‘The Northerners will never forget.” This was Tyrion Lannister’s (Peter Dinklage) greatest fear after the Red Wedding.
And Arya Stark (Maisie Williams) never forgot. Every battle she has fought since then has built up the defining opening scene of season seven of the Emmy award-winning fantasy drama, Game of Thrones.
By impersonating Walder Frey, who she took out in the finale of last season, she watched with smug satisfaction as remaining lords of House Frey succumbed to the poison they unwittingly drank.
It was both unsettling and exciting to watch Arya exact her revenge in such a poetically-fashioned scene. A victim of circumstance, fans have watched Arya’s innocence stripped by so much brutality and challenges – let’s not forget her temporarily going blind.
But her feisty streak never abandoned her, even in the face of utter despair. When you really get down to the psychology of it all, she just wants her family reunited.
Maybe she has a secret yearning to recreate those happier times before battle lines were drawn and betrayal was an interchangeable currency!
Talking about family, Sansa and Jon clash over how he makes decisions. Sansa, toughened after being used as a ping-pong pawn in this fight for the iron throne, isn’t averse to fighting dirty. However, Jon remains guided by his moral compass. In standing up to his sibling, he also cemented his clout as a fitting King of the North.
However, I don’t think that is the last we’ll hear of these two disagreeing. Or of Petyr “Littlefinger” Baelish (Aidan Gillen) shamelessly attempting to get into Sansa’s pants under the guise of offering her counsel.
Meanwhile, Cersei flexes her might in this war. As always, Jaime, who has returned to King’s Landing, is willing to do her bidding as everyone prepares for the battle ahead.
The writers have been very clever in how they explore the different story arcs, with the first episode ending with Daenerys Targaryen’s (Emilia Clarke) return to Dragonstone, which was once occupied by Stannis, with her dragons in tow. And, with much irony, having a Lannister (Tyrion) by her side as she prepares to go to war.
Game of Thrones ticks every box. The cinematography in recreating this mythological era of kings, queens and dragons is on point.
And the use of the dark hues continues to lend a menacing ambience to the storytelling.
Ed Sheeran. Picture: Supplied
The costumes and the makeup is praiseworthy, especially when it comes to Rory McCann as Sandor “The Hound” Clegane. His look, with the patchy hair and scar on the right side of his face, remains faultless.
Although the writers depend heavily on the principal cast to ensure the upsets flow as freely as the bloodshed, they have introduced a few new faces to deposit mayhem to the unfolding anarchy.
The inclusion of Ed Sheeran, kitted out in a soldier’s uniform, didn’t hurt the episode either, especially with them playing to his strength as a singer.
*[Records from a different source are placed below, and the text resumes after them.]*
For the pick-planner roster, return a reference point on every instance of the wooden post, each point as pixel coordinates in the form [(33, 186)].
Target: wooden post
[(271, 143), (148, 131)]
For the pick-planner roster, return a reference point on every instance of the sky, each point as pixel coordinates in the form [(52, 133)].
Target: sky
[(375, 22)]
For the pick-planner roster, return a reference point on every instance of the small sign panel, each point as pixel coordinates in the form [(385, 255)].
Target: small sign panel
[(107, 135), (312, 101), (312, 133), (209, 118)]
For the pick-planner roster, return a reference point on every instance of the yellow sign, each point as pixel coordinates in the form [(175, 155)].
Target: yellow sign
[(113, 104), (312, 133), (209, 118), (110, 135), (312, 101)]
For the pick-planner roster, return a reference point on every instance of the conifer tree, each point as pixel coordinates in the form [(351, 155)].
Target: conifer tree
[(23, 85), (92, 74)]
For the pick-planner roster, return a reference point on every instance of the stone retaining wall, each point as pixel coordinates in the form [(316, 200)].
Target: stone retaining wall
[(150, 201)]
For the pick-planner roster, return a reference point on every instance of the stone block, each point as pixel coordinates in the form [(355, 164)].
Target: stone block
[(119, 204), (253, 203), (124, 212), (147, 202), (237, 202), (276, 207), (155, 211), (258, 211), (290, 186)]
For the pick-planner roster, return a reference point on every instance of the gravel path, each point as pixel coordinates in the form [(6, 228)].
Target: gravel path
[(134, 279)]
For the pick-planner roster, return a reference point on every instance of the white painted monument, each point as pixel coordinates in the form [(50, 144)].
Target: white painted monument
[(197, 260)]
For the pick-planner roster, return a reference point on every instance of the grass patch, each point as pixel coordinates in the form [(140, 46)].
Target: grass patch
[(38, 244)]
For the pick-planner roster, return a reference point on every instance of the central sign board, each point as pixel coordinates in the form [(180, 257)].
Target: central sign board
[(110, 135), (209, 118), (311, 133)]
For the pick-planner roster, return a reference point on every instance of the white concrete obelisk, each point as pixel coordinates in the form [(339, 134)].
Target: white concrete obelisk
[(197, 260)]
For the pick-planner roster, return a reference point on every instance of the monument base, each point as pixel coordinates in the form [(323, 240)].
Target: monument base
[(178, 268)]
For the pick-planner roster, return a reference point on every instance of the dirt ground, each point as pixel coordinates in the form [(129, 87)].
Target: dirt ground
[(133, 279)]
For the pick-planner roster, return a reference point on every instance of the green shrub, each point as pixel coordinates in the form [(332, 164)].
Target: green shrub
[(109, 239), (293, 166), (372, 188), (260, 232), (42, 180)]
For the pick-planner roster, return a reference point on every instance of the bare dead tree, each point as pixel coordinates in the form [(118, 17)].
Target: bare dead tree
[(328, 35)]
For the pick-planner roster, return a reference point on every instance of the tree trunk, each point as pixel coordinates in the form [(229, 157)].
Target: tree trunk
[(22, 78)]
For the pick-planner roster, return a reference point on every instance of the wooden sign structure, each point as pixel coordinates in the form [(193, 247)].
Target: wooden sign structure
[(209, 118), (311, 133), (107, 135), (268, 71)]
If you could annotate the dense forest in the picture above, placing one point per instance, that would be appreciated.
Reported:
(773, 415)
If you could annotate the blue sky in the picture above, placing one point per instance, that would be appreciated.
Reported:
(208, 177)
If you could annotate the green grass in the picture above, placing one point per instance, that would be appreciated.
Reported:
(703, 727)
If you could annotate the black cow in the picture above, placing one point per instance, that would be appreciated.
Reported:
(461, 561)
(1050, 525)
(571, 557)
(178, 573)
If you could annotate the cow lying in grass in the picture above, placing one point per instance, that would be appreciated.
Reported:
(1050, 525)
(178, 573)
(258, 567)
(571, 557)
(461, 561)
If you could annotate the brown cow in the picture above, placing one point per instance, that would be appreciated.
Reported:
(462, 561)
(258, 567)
Admittedly, he did look awkward in the scenes where he wasn’t doing anything – even though he tried really hard to mask it with a pensive look, as he stared into the fire.
Let’s not forget about the other looming threat posed by the White Walkers.
Hats off to the director for his dexterity in juggling so many story arcs and doing justice to each one of them.
He effortlessly manoeuvres his way through different scenes and settings, ensuring the viewer doesn’t dare stray from the screen – even for just a second.
* Game of Thrones 7 airs on M-Net (DStv Channel 101) at 9.30pm.